Not only is the genetic test free, but patients may not even have a co-pay, depending on the payer they’re with.
“We are really pleased with these first three patients because we were able to provide this to them through what is this innovative and alternative contracting model where we are selling it directly to the payer. It’s not actually being sold to the hospital, so it’s not going through a traditional buy-and-bill. Our pact with the payer was we’ll only do that if you ensure that, one, the coverage is consistent with our FDA label; two, that you rapidly produce their prior authorization; and three, that you cap their out of pocket exposure as a patient to in-network maximums. Then the Affordable Care Act has some caps on what that is on an annual basis, and we have patient assistance programs along with travel and accommodation assistance programs that then help pick up, if not all the cost, the lion’s share of that cost for patients.”
Asked for final thoughts, Dr. Carson offered that, being at the beginning of digital medicine, we have to consider whether we are prepared for what comes next.
“In 2010 the CEO of Google shocked the audience by saying that every two days we gather as much data as was gathered from the beginning of time to 2003. Every two days. So, the question is, how much data and how fast is that now? That’s the challenge when we start moving into these spaces with each individual patient and how do we take all of that data and make sure that we can turn those insights into action.”
Jeff Marrazzo said that “We have a simple saying at Spark. We don’t follow footsteps, we create the path. That creation of the path begins in the lab but it does not end in the lab, and I would encourage all of you who are in roles that are not necessarily in the lab, that there is as much innovation that is required and needed to bring these types of new medicines to patients as there is the work that’s done at the bench.
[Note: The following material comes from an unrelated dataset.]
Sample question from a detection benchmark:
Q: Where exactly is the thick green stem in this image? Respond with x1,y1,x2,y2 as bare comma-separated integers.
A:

And that’s what we strive to do every day at Spark.”
This article was excerpted from the keynote at the annual Veeva Commercial & Medical Summit, which brings together leading life sciences professionals and experts to learn about innovations advancing the industry’s digital transformation. This year’s event drew nearly 1,500 attendees from the world’s most innovative companies, including Alkermes, Amgen, AstraZeneca, Insmed, Merck, Novo Nordisk, Otsuka, Roche, and Spark Therapeutics.